Changes to the manuscript:

Discussion section: The hypothesis was whether there is an association between recurrence of cSDH and blood group, our work could prove this association. We tried to find the reason by literature-research; we could not find any work that could explain this association. We assume that perhaps there are factors at the cellular level that favor this association, such as receptors in blood type O, but this is much more suggestive than proven. We think our work provides a basis for such studies at the molecular and cellular levels.

Author Response File: Author Response.docx

Reviewer 3 Report

Hamed et al report in manuscript D: brainsci-2303352 an association between type O blood and recurrence of cSDH in a single center in Germany.

The rationale for this interesting study is based on previous observations of reduced thrombotic risk, lower vWB levels and the interaction with platelets and specific functions of platelets with type O blood.

Type O blood is the most prevalent blood type and varies among geographical locations (about 38% in Germany).

The figure presented is somewhat confusing as it compares the % of recurrence and no recurrence of SDH for each blood type separately. The better way of presentation is to compare % of recurrence among the groups. For example, showing that type O has x percent, type A y%..... recurrence, and Chi Square for significance.

Author Response

Hamed et al report in manuscript D: brainsci-2303352 an association between type O blood and recurrence of cSDH in a single center in Germany.

The rationale for this interesting study is based on previous observations of reduced thrombotic risk, lower vWB levels and the interaction with platelets and specific functions of platelets with type O blood.
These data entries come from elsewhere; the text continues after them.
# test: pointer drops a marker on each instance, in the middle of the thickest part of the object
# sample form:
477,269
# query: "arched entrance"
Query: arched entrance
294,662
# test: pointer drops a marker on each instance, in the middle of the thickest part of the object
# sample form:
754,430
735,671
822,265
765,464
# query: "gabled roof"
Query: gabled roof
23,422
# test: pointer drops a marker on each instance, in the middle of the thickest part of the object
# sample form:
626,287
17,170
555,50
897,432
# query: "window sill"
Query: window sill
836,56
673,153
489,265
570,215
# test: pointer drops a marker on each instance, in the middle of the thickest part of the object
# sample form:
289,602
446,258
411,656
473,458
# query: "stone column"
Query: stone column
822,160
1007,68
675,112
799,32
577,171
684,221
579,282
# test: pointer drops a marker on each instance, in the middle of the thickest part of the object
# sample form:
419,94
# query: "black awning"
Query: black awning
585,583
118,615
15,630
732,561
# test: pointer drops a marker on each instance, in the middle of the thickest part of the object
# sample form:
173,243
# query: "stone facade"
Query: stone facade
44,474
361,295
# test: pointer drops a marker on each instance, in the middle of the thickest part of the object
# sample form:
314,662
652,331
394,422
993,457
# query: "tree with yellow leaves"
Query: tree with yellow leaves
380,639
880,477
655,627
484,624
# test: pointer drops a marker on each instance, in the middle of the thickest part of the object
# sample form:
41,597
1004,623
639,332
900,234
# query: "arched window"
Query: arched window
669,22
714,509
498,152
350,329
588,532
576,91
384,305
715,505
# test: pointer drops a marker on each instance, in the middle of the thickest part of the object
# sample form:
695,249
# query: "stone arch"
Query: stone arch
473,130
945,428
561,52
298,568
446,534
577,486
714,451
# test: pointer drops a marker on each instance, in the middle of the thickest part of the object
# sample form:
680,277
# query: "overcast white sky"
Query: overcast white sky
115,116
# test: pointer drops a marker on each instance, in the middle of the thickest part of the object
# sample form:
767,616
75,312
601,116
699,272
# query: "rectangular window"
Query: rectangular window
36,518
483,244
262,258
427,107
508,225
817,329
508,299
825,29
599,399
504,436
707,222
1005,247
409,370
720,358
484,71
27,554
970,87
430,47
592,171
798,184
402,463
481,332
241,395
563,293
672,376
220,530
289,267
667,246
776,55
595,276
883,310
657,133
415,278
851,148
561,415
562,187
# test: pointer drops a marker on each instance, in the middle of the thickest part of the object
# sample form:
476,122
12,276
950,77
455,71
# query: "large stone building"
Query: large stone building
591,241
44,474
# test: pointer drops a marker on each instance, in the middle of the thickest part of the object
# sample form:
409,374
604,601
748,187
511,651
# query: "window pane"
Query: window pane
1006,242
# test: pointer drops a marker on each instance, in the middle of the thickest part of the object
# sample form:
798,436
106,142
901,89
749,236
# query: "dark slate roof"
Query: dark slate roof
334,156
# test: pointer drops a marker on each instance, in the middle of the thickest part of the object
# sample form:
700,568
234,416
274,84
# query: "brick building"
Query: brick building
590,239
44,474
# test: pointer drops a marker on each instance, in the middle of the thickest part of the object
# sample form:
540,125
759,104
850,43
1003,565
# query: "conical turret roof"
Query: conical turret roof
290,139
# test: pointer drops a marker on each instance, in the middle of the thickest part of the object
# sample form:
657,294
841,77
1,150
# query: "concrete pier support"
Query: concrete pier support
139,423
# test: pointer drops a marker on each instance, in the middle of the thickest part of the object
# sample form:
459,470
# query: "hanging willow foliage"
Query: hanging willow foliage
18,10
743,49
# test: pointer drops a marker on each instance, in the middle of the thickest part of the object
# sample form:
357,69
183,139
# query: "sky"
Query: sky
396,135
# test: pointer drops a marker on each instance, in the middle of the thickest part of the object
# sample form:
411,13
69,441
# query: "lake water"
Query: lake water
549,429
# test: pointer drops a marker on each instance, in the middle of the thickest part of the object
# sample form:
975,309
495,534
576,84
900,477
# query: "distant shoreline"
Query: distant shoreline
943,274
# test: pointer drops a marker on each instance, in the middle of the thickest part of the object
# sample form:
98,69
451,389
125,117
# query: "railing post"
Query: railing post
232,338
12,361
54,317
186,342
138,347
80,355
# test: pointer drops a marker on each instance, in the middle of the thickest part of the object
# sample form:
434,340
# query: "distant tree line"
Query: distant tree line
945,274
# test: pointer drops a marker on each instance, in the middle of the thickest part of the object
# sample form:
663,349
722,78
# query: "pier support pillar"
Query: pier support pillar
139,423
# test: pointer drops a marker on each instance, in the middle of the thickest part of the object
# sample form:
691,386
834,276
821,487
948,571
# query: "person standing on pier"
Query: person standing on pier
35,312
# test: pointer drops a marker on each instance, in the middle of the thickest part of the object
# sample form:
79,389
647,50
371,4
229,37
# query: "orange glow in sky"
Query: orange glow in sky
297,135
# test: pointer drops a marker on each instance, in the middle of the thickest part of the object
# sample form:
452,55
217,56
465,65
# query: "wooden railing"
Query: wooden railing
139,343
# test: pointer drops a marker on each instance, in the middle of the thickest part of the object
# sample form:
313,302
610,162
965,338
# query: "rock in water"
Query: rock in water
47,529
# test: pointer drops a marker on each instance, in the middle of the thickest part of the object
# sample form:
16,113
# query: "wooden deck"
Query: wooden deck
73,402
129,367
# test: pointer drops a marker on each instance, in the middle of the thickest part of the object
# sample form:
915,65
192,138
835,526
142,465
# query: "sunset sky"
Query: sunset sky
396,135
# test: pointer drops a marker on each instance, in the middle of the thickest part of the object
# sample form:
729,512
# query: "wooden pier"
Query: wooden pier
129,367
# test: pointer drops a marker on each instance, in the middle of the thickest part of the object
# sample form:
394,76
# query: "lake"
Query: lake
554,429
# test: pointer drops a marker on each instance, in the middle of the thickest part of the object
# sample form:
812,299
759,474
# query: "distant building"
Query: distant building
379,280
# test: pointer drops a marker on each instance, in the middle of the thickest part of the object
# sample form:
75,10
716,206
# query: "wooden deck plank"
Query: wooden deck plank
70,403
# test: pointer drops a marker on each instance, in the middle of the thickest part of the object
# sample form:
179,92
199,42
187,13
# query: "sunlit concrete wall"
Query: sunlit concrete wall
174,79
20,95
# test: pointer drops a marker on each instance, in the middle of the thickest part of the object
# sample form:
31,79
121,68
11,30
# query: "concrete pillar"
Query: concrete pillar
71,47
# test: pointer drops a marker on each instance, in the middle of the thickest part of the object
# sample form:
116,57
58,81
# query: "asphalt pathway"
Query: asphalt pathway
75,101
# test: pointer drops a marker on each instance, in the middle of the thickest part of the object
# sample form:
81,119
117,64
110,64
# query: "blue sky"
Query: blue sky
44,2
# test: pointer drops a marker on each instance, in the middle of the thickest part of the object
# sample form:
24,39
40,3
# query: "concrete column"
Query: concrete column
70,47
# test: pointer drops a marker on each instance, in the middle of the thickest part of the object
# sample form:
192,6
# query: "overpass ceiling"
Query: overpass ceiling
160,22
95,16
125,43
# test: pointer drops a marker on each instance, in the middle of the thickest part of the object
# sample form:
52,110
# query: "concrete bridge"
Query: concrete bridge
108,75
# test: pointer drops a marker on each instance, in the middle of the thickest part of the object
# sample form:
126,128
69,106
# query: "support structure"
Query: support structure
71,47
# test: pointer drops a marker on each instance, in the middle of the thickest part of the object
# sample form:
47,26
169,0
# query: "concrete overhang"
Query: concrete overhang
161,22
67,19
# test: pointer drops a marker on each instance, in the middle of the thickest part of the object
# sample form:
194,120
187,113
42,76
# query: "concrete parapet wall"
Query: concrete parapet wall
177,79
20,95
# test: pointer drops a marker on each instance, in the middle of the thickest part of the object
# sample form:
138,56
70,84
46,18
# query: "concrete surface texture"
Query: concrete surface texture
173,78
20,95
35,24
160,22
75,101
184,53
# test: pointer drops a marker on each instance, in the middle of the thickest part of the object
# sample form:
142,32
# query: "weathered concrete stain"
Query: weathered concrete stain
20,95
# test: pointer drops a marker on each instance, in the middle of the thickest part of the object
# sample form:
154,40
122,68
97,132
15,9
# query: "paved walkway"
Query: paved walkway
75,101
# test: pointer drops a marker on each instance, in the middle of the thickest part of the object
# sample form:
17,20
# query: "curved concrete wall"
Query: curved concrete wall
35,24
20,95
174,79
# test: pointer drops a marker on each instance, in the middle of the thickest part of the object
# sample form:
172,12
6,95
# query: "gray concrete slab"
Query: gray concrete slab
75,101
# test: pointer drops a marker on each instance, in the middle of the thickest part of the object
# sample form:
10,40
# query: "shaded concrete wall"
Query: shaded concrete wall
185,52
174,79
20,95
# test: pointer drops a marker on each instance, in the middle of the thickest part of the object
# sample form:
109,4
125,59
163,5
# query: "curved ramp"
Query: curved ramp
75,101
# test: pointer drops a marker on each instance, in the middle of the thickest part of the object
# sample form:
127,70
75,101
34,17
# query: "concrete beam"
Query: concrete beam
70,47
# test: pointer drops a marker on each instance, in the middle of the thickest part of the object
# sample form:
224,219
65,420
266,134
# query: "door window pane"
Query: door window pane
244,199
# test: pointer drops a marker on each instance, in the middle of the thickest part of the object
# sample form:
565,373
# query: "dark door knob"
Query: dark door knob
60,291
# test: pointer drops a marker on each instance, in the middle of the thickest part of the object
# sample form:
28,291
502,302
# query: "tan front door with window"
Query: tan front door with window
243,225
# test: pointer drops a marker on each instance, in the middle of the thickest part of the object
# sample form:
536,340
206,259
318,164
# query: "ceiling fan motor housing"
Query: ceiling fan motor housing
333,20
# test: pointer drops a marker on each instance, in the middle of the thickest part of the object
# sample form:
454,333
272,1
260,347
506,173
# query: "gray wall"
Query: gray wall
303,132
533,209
Type O blood is the most prevalent blood type and varies among geographical locations (about 38% in Germany).

 

                Author´s response: We thank the Reviewer for this comment.

 

  • The figure presented is somewhat confusing as it compares the % of recurrence and no recurrence of SDH for each blood type separately. The better way of presentation is to compare % of recurrence among the groups. For example, showing that type O has x percent, type A y%..... recurrence, and Chi Square for significance.

 

Authors’ response:

We apologize for the confusion and thank the reviewer for this comment. We have added new figure 1 and figure 2 with percentage and number of blood type und relation to cSDH/recurrence.

 

Changes to the manuscript:

We have added new figure 1 and figure 2 with percentage and number of blood type und relation to cSDH/recurrence.

 


Figure 1: Distribution of blood type in the recurrence group of cSDH

 
   

 

Figure 2: Distribution of blood type in the none-recurrence group of cSDH

 

 

 

Author Response File: Author Response.docx

Round 2

Reviewer 3 Report

I thank the authors for their replies to my comments.